3.1.5 障がい当事者主義の実現
障害者権利条約の基本精神は“Nothing about us Without us !(私たち抜きに私たちのことを決めるな!)であり、権利条約前文(o)項によると「障害者が、政策及び計画(障害者に直接関連する政策及び計画を含む。)に係る意思決定の過程に積極的に関与する機会を有すべきであることを考慮し、」と明示されている。よって、権利条約は、障がい当事者主義を基盤にしている。障がい当事者主義とは、障がい者こそ障がい者にとって何が一番必要なのか、本人が直面している問題だからこそ障がい者がその解決する方法を一番よく分かっているため、障がい政策の策定過程に必ず障がい当事者の参加が保障されなければならないということである。したがって、障がい者基本法も障がい当事者主義を実現すべきである。
障がい者基本法が障がい当事者主義を実現するということは、一次的に同法を制定する過程で障がい当事者の全面的な参加が制度的に保障されるべきということを意味している。
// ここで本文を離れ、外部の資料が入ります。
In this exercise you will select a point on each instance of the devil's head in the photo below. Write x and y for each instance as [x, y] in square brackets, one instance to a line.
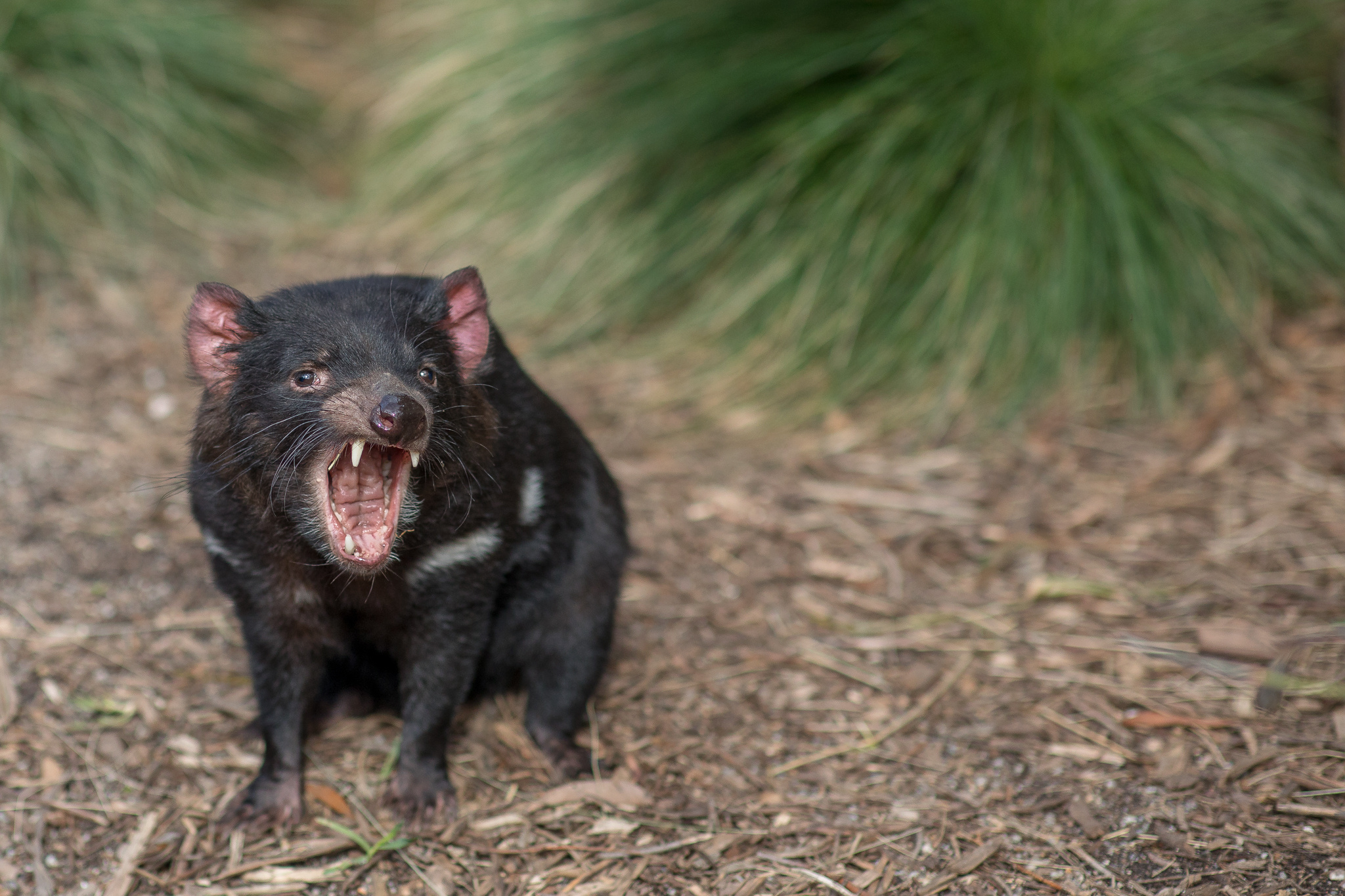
[328, 403]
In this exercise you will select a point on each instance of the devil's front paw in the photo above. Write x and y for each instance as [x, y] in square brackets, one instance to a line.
[424, 798]
[271, 801]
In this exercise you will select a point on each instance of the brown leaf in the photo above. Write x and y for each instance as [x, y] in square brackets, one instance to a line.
[328, 797]
[1153, 719]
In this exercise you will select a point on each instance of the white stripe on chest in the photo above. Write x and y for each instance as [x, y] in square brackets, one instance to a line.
[215, 547]
[478, 545]
[530, 498]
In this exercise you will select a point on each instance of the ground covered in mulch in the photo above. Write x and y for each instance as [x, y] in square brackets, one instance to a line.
[847, 661]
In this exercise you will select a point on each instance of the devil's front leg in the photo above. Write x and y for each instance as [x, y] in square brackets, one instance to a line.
[437, 661]
[286, 657]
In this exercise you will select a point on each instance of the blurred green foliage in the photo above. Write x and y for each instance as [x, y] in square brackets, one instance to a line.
[957, 200]
[109, 105]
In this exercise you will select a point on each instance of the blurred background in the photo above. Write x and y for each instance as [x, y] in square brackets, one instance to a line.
[929, 209]
[989, 343]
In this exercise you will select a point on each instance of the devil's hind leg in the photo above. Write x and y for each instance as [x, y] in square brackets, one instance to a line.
[556, 631]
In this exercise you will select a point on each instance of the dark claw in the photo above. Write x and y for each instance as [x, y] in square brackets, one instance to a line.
[424, 801]
[267, 803]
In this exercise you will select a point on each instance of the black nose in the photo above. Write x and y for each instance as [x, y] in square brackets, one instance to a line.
[399, 418]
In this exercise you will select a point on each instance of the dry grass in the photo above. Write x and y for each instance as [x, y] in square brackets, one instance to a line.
[793, 597]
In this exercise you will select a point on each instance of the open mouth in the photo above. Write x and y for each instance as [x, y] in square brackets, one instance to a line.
[365, 488]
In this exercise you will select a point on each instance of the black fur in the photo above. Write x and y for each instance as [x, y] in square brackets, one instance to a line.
[536, 610]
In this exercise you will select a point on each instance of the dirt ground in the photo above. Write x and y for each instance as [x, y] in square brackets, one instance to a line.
[845, 662]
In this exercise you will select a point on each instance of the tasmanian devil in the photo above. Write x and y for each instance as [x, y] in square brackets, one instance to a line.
[403, 519]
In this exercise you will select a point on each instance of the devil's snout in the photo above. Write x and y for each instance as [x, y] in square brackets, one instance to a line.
[399, 418]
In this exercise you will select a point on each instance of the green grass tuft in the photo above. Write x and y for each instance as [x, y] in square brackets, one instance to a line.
[106, 106]
[956, 199]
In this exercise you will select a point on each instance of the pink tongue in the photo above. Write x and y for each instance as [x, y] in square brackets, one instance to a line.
[358, 496]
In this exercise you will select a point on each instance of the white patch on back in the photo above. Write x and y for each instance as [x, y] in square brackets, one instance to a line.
[215, 547]
[478, 545]
[531, 498]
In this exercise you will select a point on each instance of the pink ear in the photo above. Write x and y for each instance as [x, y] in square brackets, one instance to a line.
[213, 326]
[466, 323]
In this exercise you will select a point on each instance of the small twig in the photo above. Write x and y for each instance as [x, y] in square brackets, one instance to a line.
[904, 720]
[1044, 880]
[798, 868]
[583, 878]
[363, 811]
[41, 876]
[359, 872]
[655, 851]
[120, 883]
[595, 744]
[1087, 734]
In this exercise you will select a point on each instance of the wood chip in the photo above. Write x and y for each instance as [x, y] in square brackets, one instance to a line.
[129, 855]
[888, 500]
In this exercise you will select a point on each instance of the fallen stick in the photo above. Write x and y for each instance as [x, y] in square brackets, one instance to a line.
[1312, 812]
[1087, 734]
[798, 868]
[120, 883]
[1049, 883]
[903, 721]
[298, 853]
[657, 849]
[965, 865]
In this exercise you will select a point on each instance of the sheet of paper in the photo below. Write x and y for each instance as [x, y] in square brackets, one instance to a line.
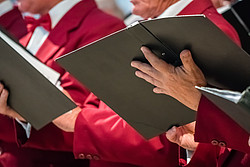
[49, 73]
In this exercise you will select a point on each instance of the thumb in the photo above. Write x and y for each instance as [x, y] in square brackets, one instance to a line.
[187, 60]
[4, 97]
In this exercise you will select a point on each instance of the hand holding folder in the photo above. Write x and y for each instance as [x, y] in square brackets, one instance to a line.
[104, 67]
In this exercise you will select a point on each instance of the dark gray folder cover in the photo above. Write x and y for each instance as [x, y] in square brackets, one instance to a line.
[237, 112]
[104, 67]
[33, 96]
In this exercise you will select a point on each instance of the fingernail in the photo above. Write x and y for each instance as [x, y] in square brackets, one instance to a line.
[185, 53]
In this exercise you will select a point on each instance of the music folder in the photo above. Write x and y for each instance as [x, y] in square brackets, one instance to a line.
[31, 94]
[104, 67]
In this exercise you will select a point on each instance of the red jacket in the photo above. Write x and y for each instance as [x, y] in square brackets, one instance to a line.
[215, 127]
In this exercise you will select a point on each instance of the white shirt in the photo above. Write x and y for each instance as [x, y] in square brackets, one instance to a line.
[56, 13]
[172, 10]
[175, 9]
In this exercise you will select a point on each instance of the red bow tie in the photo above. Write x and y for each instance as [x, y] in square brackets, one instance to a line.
[43, 21]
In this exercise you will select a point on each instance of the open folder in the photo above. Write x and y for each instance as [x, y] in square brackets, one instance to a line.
[235, 104]
[32, 92]
[104, 67]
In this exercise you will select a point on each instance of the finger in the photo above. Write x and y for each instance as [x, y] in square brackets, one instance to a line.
[148, 78]
[172, 135]
[156, 62]
[145, 68]
[3, 97]
[187, 60]
[159, 90]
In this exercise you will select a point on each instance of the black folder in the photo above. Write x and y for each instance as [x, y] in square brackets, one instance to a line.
[238, 16]
[238, 110]
[32, 95]
[104, 67]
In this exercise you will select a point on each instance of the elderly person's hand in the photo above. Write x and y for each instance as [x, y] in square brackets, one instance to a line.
[183, 136]
[67, 121]
[178, 82]
[4, 108]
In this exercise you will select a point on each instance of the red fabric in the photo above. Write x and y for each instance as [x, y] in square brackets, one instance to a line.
[207, 154]
[214, 124]
[102, 138]
[32, 23]
[83, 24]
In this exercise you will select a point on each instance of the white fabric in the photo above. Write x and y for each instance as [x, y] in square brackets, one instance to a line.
[26, 127]
[5, 7]
[174, 9]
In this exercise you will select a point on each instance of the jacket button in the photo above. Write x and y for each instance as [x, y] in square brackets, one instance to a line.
[95, 157]
[214, 142]
[222, 144]
[89, 157]
[1, 150]
[81, 156]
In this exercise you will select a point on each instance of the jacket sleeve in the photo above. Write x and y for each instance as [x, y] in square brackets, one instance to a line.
[214, 126]
[103, 135]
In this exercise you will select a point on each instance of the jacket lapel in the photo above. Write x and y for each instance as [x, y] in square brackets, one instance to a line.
[196, 7]
[59, 36]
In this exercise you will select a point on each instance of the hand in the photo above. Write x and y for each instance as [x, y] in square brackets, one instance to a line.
[183, 136]
[67, 121]
[178, 82]
[4, 108]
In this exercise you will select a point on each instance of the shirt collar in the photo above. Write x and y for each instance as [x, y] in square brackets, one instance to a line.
[58, 11]
[176, 8]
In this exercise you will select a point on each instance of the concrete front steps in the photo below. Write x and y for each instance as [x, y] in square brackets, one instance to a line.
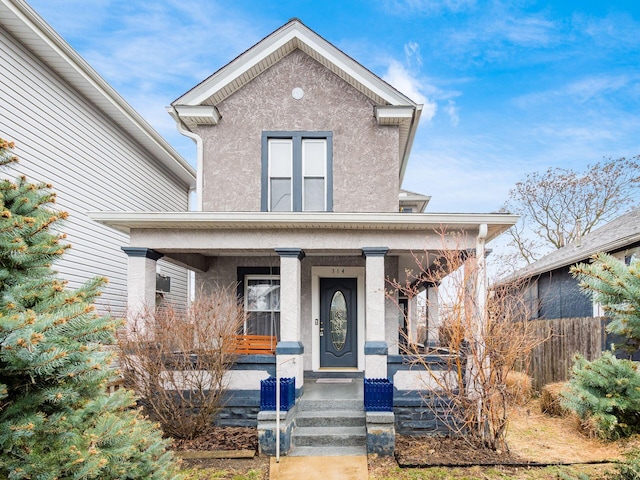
[330, 420]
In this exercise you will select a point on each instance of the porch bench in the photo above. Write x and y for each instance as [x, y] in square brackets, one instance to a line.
[255, 344]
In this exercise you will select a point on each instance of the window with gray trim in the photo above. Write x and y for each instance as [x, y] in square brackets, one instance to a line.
[297, 172]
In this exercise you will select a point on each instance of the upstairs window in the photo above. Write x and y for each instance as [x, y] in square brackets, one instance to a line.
[297, 171]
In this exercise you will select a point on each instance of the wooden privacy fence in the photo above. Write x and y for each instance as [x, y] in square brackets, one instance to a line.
[551, 361]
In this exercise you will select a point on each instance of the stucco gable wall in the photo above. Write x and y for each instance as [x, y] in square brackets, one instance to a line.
[365, 155]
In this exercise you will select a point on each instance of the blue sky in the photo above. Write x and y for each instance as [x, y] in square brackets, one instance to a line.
[508, 87]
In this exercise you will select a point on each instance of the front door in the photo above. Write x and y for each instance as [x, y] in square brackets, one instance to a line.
[338, 322]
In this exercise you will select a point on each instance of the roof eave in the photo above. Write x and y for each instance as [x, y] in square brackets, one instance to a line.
[125, 221]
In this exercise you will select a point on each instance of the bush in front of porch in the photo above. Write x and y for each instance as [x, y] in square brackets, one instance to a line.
[177, 361]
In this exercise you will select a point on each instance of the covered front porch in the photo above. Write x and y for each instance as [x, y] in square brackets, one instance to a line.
[317, 282]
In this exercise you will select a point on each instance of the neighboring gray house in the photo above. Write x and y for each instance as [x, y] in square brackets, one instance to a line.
[552, 292]
[301, 156]
[74, 131]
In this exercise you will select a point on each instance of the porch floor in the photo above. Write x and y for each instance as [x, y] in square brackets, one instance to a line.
[329, 389]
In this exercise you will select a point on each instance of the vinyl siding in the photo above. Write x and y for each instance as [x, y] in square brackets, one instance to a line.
[92, 163]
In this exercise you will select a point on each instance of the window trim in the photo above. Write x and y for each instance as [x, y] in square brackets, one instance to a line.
[297, 173]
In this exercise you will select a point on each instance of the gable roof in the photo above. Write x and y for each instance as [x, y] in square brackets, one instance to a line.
[199, 105]
[21, 21]
[618, 234]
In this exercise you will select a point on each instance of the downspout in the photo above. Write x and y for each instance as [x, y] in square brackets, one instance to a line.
[199, 156]
[481, 315]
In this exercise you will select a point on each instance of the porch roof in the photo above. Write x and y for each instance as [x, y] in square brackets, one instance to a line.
[497, 223]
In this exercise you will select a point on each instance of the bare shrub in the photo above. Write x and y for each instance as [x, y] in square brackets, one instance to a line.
[519, 388]
[484, 341]
[177, 361]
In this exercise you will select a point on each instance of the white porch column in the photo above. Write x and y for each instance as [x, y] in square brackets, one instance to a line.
[141, 280]
[375, 346]
[290, 349]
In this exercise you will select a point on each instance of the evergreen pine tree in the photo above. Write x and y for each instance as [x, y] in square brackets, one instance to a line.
[606, 392]
[616, 287]
[56, 421]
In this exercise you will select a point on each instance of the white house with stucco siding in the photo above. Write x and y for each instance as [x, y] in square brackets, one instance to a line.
[301, 156]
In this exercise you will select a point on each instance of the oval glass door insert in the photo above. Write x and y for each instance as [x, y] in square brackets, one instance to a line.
[338, 320]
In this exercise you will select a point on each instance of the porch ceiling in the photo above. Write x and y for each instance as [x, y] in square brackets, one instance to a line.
[431, 223]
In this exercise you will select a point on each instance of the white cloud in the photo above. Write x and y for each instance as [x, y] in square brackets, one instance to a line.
[412, 52]
[452, 109]
[428, 7]
[398, 76]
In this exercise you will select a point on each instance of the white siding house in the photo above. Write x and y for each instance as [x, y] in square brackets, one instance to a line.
[74, 131]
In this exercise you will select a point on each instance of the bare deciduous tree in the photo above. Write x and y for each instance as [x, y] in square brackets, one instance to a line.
[484, 341]
[560, 205]
[177, 361]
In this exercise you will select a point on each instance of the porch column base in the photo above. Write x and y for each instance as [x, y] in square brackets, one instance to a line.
[289, 361]
[381, 433]
[267, 431]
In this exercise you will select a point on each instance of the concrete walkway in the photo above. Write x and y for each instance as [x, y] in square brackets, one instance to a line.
[319, 468]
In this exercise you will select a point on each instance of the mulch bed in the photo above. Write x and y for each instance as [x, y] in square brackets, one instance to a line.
[222, 438]
[447, 451]
[410, 451]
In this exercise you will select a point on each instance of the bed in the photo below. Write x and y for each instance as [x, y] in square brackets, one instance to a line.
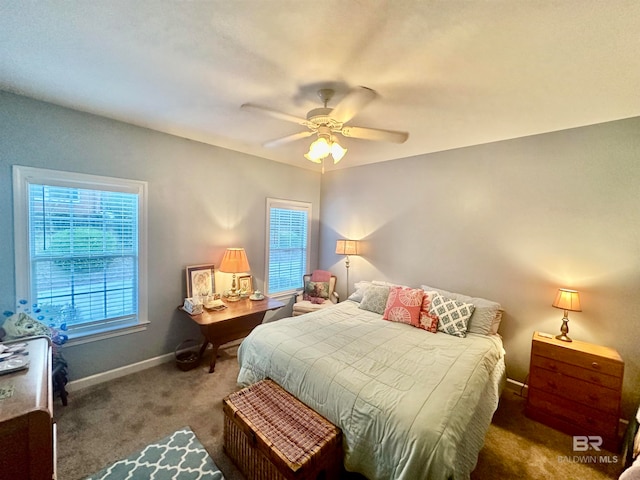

これは、日本の障害者総合支援法の制定過程においての事例を参考にできる。
日本は、障害者総合支援法制定過程で「障害者制度改革推進会議」に障がい当事者を24名のうち14名と、多く参加させ、制定過程において障がい当事者主義を実現させた。したがって今後、韓国も障がい者基本法制定過程において日本のように障がい当事者の多数の参加を制度的に保障すべきである。また、障がい者基本法の内容のうち、政策の立案および決定においての利害当事者の体系的な参加保障や、国の重要な障がい関連基本政策機関での障がい当事者の参加保障が制度的に後押しされるべきである。